Present the design criteria for components and piping in terms of temperature, pressure, flow, or volume capacity. Provide the seismic design and quality group classifications for components and piping.
Discuss the capability of the non-regenerative heat exchanger to reduce the process temperature to a level low enough to be compatible with the cleanup demineralizer resins in the event that there is no flow return to the reactor system.
C.I.5.4.9 [Reserved]
C.I.5.4.10 [Reserved]
DG-1145, Page C.I.5-21 C.I.5.4.11 Pressurizer Relief Tank (PWRs only)
C.I.5.4.11.1 Design Bases Describe the design bases for the pressurizer relief tank system, including provisions for compliance with GDC 2 (meeting the guidelines of Regulatory Guide 1.29, Seismic Design Criteria) and GDC 4. Describe the maximum step load and the consequent steam volume that the pressurizer relief tank must absorb, as well a the maximum heat input that the volume of water in the tank must absorb under any normal conditions or anticipated operational occurrences. Include information for (1) relief valve discharge to the tank, and (2) combined relief and safety valves discharge to the tank.
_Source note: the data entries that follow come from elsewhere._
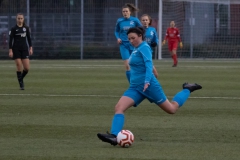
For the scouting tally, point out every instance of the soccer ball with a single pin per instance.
(125, 138)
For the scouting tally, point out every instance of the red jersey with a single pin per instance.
(172, 34)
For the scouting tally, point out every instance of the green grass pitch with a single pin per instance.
(67, 102)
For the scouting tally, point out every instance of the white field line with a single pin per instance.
(111, 96)
(118, 66)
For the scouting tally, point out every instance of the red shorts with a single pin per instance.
(172, 45)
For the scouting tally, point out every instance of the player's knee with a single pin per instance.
(119, 109)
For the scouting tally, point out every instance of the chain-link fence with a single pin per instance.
(85, 28)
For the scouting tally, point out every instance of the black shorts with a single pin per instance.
(22, 54)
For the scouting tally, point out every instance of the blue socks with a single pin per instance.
(117, 124)
(128, 75)
(181, 97)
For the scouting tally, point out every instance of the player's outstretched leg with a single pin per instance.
(109, 138)
(191, 87)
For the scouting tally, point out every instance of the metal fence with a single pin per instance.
(84, 29)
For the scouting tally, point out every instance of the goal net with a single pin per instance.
(208, 28)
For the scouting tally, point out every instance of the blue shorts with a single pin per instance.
(125, 49)
(154, 94)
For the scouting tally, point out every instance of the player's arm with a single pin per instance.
(147, 57)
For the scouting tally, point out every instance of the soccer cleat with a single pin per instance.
(109, 138)
(192, 87)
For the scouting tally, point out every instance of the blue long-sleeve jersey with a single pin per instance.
(123, 25)
(141, 65)
(151, 35)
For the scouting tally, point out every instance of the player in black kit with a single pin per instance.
(20, 47)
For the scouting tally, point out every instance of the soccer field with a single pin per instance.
(67, 102)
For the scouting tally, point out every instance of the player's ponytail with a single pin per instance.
(150, 18)
(131, 7)
(140, 31)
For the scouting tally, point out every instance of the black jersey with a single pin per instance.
(20, 38)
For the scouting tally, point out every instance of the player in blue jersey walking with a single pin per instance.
(122, 26)
(143, 85)
(150, 35)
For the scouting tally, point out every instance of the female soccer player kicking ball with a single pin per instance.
(143, 85)
(19, 49)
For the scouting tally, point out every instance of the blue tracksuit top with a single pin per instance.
(123, 25)
(141, 65)
(151, 35)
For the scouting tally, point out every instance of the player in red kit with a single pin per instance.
(173, 37)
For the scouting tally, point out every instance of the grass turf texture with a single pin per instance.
(66, 103)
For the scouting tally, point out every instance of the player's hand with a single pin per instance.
(146, 86)
(119, 41)
(10, 53)
(164, 42)
(181, 45)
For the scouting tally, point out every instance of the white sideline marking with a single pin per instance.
(86, 95)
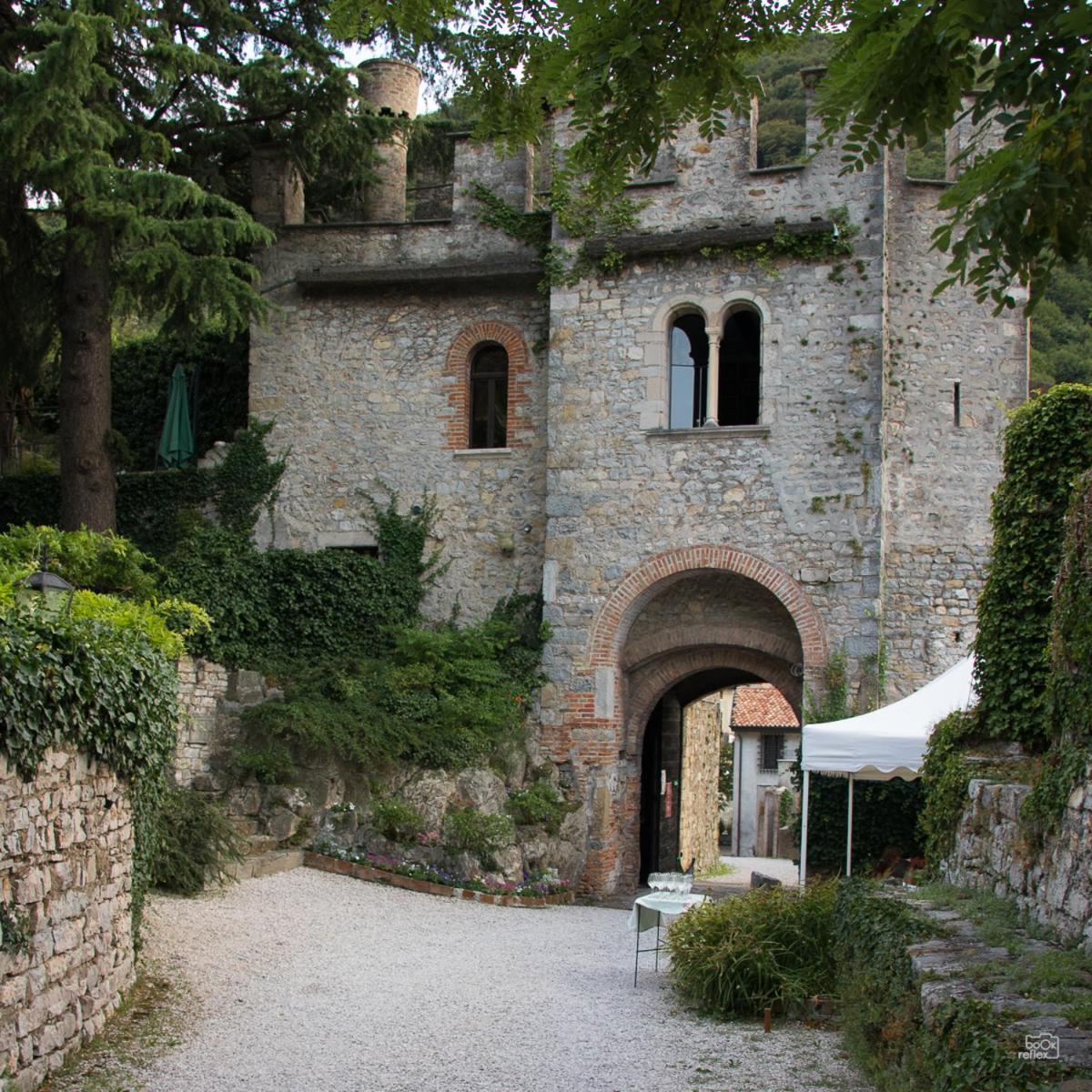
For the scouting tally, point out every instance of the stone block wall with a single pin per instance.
(699, 830)
(66, 865)
(1053, 885)
(202, 687)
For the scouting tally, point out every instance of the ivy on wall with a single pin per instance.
(1047, 446)
(885, 813)
(1068, 697)
(102, 688)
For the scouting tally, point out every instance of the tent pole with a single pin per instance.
(804, 828)
(849, 834)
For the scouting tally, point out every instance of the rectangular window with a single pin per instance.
(771, 752)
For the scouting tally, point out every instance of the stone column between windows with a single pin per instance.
(713, 377)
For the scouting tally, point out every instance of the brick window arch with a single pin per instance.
(473, 347)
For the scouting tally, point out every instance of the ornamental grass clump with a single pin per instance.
(769, 948)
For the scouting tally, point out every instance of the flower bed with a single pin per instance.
(533, 893)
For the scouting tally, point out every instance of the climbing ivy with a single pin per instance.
(1069, 686)
(274, 606)
(102, 688)
(1047, 445)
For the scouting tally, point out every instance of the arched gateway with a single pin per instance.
(685, 623)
C.I.5.4.11.2 System Description Provide a description of the system, including the tank, the piping connections from the tank to the loop seals of the pressurizer relief and safety valves, the relief tank spray system and associated piping, the nitrogen supply piping, and the piping from the tank to the cover gas analyzer and the reactor coolant drain tank. Provide a piping and instrumentation diagram and a drawing of the pressurizer relief tank.
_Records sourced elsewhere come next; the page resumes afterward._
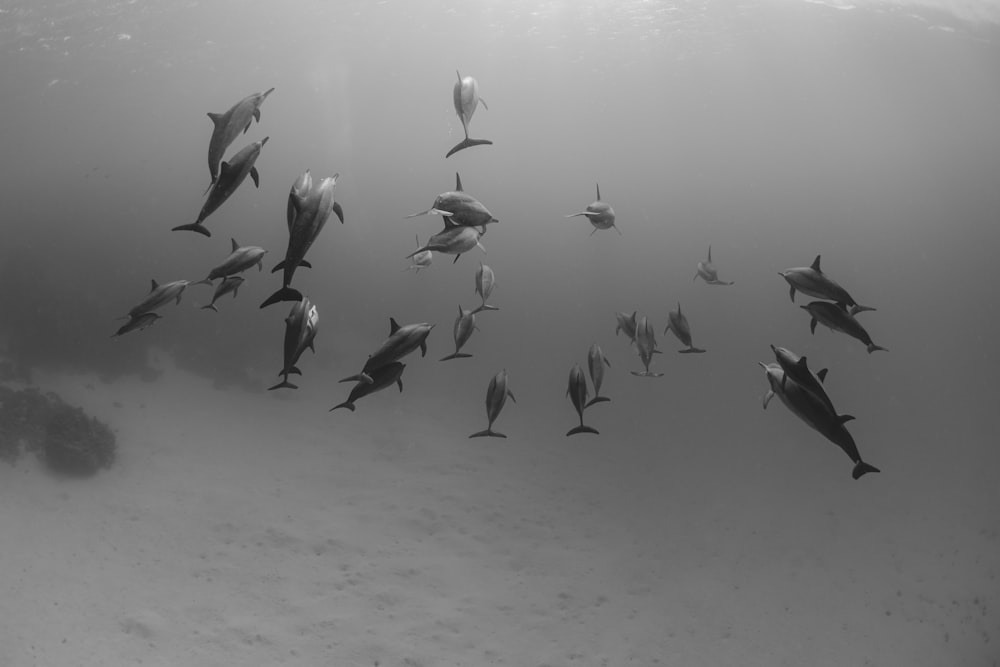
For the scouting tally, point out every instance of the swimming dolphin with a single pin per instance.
(797, 368)
(239, 260)
(228, 125)
(401, 341)
(838, 318)
(496, 397)
(310, 215)
(465, 94)
(812, 281)
(645, 342)
(678, 324)
(421, 259)
(233, 173)
(382, 377)
(628, 324)
(301, 327)
(577, 392)
(708, 273)
(596, 362)
(600, 214)
(464, 325)
(486, 280)
(810, 409)
(459, 208)
(137, 323)
(452, 240)
(228, 284)
(159, 296)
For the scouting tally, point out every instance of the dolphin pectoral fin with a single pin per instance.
(862, 468)
(466, 143)
(283, 294)
(193, 227)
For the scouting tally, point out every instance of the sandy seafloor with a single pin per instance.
(228, 538)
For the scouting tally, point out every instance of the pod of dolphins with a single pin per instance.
(310, 205)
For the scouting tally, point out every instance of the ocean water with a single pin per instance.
(772, 131)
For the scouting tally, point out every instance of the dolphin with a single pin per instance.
(459, 208)
(159, 296)
(645, 342)
(838, 318)
(465, 94)
(810, 409)
(421, 259)
(230, 177)
(596, 362)
(628, 324)
(577, 392)
(452, 240)
(301, 327)
(382, 377)
(228, 125)
(496, 397)
(228, 284)
(708, 273)
(401, 341)
(464, 324)
(797, 368)
(137, 323)
(311, 213)
(239, 260)
(678, 324)
(486, 280)
(600, 214)
(812, 281)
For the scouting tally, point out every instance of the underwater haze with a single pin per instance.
(246, 526)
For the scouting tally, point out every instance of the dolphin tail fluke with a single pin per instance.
(193, 227)
(488, 433)
(466, 143)
(862, 468)
(284, 294)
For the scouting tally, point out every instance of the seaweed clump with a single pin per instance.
(65, 438)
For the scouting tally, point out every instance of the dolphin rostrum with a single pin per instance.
(678, 324)
(466, 97)
(301, 327)
(228, 125)
(838, 318)
(600, 214)
(382, 377)
(814, 412)
(812, 281)
(465, 323)
(577, 392)
(233, 173)
(486, 280)
(708, 273)
(496, 397)
(401, 341)
(596, 362)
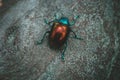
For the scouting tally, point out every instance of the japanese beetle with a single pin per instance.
(59, 34)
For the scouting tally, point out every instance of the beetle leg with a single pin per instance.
(63, 52)
(75, 36)
(48, 23)
(74, 21)
(41, 41)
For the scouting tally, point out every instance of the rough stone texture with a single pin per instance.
(95, 58)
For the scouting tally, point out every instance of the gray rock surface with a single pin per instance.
(95, 58)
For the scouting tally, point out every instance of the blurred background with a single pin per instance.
(97, 57)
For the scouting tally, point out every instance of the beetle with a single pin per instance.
(59, 34)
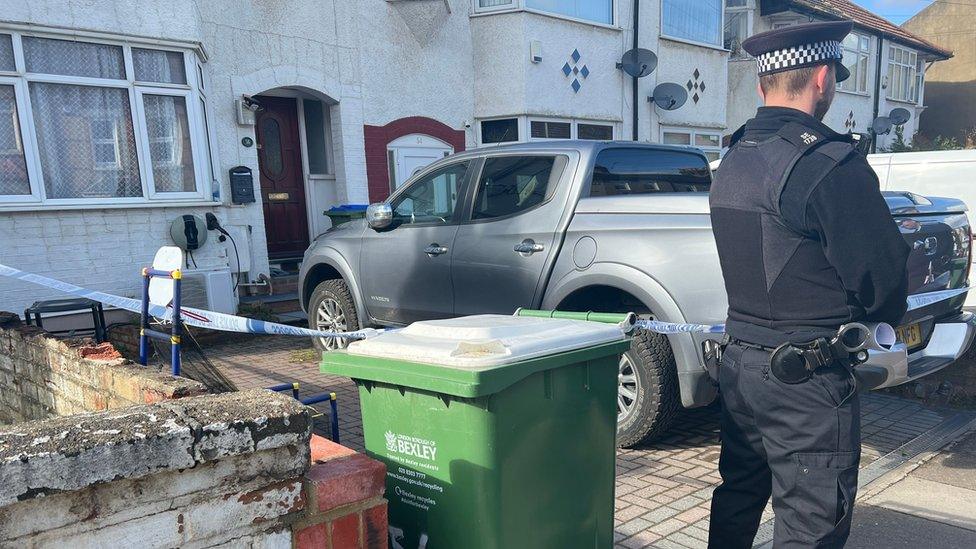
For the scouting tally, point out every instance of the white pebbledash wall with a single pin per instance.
(373, 61)
(252, 47)
(847, 108)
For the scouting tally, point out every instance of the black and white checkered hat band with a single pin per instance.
(797, 56)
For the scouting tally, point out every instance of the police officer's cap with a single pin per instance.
(800, 46)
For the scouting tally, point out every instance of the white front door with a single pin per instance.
(410, 153)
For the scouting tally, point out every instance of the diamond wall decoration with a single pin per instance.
(575, 70)
(696, 86)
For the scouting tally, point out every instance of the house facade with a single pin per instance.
(951, 85)
(121, 117)
(888, 64)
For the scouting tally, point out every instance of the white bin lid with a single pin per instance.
(485, 341)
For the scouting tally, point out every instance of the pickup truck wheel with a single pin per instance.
(647, 390)
(331, 308)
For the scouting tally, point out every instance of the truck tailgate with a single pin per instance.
(938, 231)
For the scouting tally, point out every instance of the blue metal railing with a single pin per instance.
(176, 334)
(314, 399)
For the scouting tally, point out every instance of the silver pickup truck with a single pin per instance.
(593, 226)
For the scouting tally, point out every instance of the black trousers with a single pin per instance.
(799, 443)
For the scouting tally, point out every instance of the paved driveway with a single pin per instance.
(663, 490)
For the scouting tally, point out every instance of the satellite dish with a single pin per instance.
(168, 258)
(669, 96)
(881, 125)
(899, 116)
(638, 62)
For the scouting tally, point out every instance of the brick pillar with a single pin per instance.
(346, 509)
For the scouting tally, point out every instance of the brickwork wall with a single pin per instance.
(230, 470)
(42, 377)
(344, 506)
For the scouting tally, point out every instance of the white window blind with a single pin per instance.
(694, 20)
(106, 123)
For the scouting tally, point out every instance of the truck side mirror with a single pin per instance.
(379, 216)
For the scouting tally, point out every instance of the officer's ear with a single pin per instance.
(822, 78)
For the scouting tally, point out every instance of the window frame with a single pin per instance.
(195, 140)
(750, 27)
(721, 30)
(692, 133)
(521, 5)
(520, 127)
(866, 54)
(26, 140)
(198, 117)
(914, 82)
(572, 128)
(524, 123)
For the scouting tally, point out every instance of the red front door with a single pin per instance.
(282, 184)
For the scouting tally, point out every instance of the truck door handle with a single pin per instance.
(435, 249)
(528, 247)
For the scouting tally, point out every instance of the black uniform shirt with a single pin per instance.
(850, 262)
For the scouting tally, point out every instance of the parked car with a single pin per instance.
(592, 226)
(938, 173)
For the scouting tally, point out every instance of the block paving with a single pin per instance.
(663, 490)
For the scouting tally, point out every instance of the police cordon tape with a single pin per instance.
(193, 317)
(232, 323)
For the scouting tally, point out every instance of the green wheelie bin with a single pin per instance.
(497, 431)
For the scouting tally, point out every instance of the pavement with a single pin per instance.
(912, 493)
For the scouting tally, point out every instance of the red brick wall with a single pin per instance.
(378, 137)
(42, 377)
C.I.5.4.11.3 Performance Evaluation Demonstrate that the system, including the tank, is designed to handle the maximum heat load, and the tank design pressure and temperature are adequate. Present the results of a failure modes and effects analysis to demonstrate that the auxiliary systems serving the tank can meet the single-failure criterion without compromising safe plant shutdown. Identify the tank rupture disk and relief valve capacities, and show that their relief capacity is at least equal to the combined capacity of the pressurizer relief and safety valves.
C.I.5.4.11.4 Instrumentation Discuss the instrumentation and controls for the pressurizer relief tank and associated piping.
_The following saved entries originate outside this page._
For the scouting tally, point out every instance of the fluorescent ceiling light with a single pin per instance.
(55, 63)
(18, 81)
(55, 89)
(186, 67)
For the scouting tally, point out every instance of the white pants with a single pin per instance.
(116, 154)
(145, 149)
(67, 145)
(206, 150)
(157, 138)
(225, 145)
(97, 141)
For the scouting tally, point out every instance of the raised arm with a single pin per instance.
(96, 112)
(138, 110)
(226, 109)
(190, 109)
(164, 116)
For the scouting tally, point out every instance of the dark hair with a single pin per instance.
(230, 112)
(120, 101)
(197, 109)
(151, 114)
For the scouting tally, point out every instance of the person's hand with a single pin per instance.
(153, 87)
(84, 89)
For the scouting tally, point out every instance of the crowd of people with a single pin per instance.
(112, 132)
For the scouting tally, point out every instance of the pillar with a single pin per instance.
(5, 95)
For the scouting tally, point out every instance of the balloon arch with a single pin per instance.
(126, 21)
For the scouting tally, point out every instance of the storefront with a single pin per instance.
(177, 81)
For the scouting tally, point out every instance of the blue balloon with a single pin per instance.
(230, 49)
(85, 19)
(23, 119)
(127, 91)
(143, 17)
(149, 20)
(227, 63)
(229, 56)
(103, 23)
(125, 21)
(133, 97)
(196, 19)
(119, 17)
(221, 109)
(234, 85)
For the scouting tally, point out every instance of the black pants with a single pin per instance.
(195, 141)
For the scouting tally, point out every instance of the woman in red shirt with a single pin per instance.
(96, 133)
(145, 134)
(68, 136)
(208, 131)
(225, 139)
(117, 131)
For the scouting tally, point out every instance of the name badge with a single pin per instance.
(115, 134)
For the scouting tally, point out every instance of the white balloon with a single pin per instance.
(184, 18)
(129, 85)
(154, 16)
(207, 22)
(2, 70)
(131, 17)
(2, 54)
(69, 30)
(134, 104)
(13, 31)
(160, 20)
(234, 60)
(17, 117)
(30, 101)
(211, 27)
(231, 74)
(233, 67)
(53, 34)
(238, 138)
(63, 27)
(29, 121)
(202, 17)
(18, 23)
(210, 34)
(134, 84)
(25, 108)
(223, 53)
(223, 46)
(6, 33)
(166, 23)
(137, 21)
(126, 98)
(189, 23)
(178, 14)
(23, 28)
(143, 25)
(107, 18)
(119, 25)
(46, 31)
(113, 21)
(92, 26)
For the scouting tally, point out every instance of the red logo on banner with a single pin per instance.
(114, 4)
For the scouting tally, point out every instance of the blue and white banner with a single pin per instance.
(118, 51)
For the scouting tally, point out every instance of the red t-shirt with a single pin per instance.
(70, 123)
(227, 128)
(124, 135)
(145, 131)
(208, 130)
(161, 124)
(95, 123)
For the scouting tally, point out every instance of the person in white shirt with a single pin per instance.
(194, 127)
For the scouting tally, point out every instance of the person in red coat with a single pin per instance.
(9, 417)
C.I.5.4.12 Reactor Coolant System High Point Vents C.I.5.4.12.1 Design Bases Provide a summary of the reactor coolant system high point vents system, and discuss the design bases and criteria. Describe compliance with the provisions of 10 CFR 50.34(f)(2)(vi), 50.44, 50.46, 50.49, and 50.55a, and GDCs 1, 14, 17, 19, 30, 34, and 36.
C.I.5.4.12.2 System Design Provide a description of the vent system, including its location, size, discharge capacity, functions, and discharge area(s). Provide piping and instrumentation diagrams showing all components, piping, and instrumentation and controls. Describe electrical power supplied from emergency buses.
Describe operability from the control room and system instrumentation. Identify information available to the operator for initiating and terminating system operation.
DG-1145, Page C.I.5-22 C.I.5.4.12.3 Performance Evaluation Provide an evaluation of the vent systems capability to remove non-condensible gases from the primary coolant system with a minimal probability of inadvertent or spurious actuation. Evaluate vent system operation, including procedures that address (1) when venting is/is not needed, (2) method to determine the size of a non-condensible bubble, (3) initial conditions for venting, (4) requisite instrumentation, and (5) operator actions.